Das bedeutet, dass im Fall einer Erwerbs- oder Berufsunfähigkeit überhaupt kein Schutz greifen würde. Daher ist es für Selbstständige und Freiberufler noch wichtiger als für Arbeitnehmer, sich für eine Berufsunfähigkeitsversicherung zu entscheiden. Diese kann nämlich bei Eintritt der Berufsunfähigkeit im Fall des Falles das einzige Einkommen darstellen, dass Sie haben werden. Alternativ würde nur noch die Option bestehen, auf staatliche Unterstützung in Form einer Grundrente oder Hartz IV angewiesen zu sein.

Angebote in der Berufsunfähigkeitsversicherung vergleichen

Bei kaum einer anderen Versicherung wie der Berufsunfähigkeitsversicherung macht es so viel Sinn, die Angebote der Versicherungsgesellschaften miteinander zu vergleichen. Zum einen ist das der Fall, weil eben die jährlichen Versicherungsprämien recht hoch sind. Zum anderen gibt es tatsächlich größere Unterschiede zwischen Versicherungsgesellschaften, was die Höhe der Versicherungsbeiträge angeht.

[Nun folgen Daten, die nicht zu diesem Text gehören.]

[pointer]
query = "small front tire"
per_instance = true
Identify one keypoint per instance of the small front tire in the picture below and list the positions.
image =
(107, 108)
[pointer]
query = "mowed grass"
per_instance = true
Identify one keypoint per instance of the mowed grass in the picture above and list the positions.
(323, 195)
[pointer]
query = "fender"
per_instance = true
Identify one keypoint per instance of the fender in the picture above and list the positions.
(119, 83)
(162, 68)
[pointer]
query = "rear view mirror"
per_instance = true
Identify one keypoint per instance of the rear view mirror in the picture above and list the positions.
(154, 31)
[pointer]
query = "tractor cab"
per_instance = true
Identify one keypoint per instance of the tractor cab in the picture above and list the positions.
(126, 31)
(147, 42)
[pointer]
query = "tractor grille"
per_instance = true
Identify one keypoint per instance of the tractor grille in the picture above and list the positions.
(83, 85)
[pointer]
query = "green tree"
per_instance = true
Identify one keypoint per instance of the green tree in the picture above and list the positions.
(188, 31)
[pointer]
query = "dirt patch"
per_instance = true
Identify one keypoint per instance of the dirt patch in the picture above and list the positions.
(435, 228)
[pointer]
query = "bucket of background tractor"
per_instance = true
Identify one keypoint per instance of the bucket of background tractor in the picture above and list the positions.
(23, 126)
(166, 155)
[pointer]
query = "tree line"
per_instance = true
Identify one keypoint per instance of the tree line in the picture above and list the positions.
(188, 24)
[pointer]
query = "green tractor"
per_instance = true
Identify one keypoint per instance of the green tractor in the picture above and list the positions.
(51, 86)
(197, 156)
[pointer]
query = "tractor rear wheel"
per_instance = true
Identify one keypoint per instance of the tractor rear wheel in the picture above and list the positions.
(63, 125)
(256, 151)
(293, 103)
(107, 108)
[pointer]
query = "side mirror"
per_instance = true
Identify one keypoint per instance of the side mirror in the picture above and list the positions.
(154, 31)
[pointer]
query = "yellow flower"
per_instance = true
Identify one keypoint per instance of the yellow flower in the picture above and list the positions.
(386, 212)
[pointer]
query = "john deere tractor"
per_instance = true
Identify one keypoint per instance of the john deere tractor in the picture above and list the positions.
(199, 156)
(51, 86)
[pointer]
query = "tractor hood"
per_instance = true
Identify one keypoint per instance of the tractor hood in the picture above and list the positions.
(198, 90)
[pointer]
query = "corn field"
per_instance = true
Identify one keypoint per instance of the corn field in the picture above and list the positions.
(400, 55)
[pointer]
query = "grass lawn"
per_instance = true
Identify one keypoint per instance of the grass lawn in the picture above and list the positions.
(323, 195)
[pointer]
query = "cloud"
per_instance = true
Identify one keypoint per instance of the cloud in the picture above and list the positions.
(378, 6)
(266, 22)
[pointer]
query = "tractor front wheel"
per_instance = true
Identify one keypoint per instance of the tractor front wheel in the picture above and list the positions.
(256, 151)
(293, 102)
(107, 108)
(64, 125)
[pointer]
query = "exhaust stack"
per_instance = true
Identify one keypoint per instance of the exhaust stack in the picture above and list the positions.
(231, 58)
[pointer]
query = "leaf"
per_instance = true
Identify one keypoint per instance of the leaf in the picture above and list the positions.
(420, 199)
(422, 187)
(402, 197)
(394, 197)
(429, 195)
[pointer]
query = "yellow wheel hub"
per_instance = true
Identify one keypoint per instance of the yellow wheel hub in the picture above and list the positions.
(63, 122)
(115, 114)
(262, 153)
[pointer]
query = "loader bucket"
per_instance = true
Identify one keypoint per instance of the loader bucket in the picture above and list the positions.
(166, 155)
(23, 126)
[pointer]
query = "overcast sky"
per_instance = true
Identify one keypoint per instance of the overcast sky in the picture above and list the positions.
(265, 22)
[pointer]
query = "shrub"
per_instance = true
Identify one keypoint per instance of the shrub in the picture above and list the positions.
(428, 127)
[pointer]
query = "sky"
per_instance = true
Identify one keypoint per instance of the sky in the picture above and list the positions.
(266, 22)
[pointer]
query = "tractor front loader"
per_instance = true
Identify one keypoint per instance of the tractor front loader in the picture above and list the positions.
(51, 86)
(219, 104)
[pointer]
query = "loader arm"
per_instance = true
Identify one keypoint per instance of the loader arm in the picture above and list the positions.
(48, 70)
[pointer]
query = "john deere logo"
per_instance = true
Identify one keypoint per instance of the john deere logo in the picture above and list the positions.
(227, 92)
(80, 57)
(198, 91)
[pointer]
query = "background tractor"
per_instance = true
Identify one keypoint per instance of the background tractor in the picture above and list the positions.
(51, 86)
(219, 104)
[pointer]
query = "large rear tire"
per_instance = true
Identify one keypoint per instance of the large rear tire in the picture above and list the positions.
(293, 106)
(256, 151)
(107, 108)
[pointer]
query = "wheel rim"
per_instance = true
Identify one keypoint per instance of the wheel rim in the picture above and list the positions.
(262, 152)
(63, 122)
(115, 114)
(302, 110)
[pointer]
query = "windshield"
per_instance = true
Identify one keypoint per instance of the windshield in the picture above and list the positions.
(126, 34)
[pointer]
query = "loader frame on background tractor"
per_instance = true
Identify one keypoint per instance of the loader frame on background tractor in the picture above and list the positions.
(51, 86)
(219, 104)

Beim Vergleich der Angebote sollten Sie allerdings nicht nur auf die zu zahlende Beitragshöhe achten, sondern ebenfalls auf den Leistungsbereich, wie zum Beispiel:

  • Abstraktes Weisungsrecht: Verzicht ja oder nein?
  • Zusatzbausteine wie Versicherungssumme im Todesfall
  • Flexibilität bei möglicher Anpassung der BU-Rente
  • Mögliche Ausschüsse von Berufen oder bei Gesundheitsschäden

Auf jeden Fall lohnt es sich, einen ausführlichen Vergleich durchzuführen, damit Sie eine möglichst günstige, aber dennoch leistungsstarke Berufsunfähigkeits-Versicherung abschließen.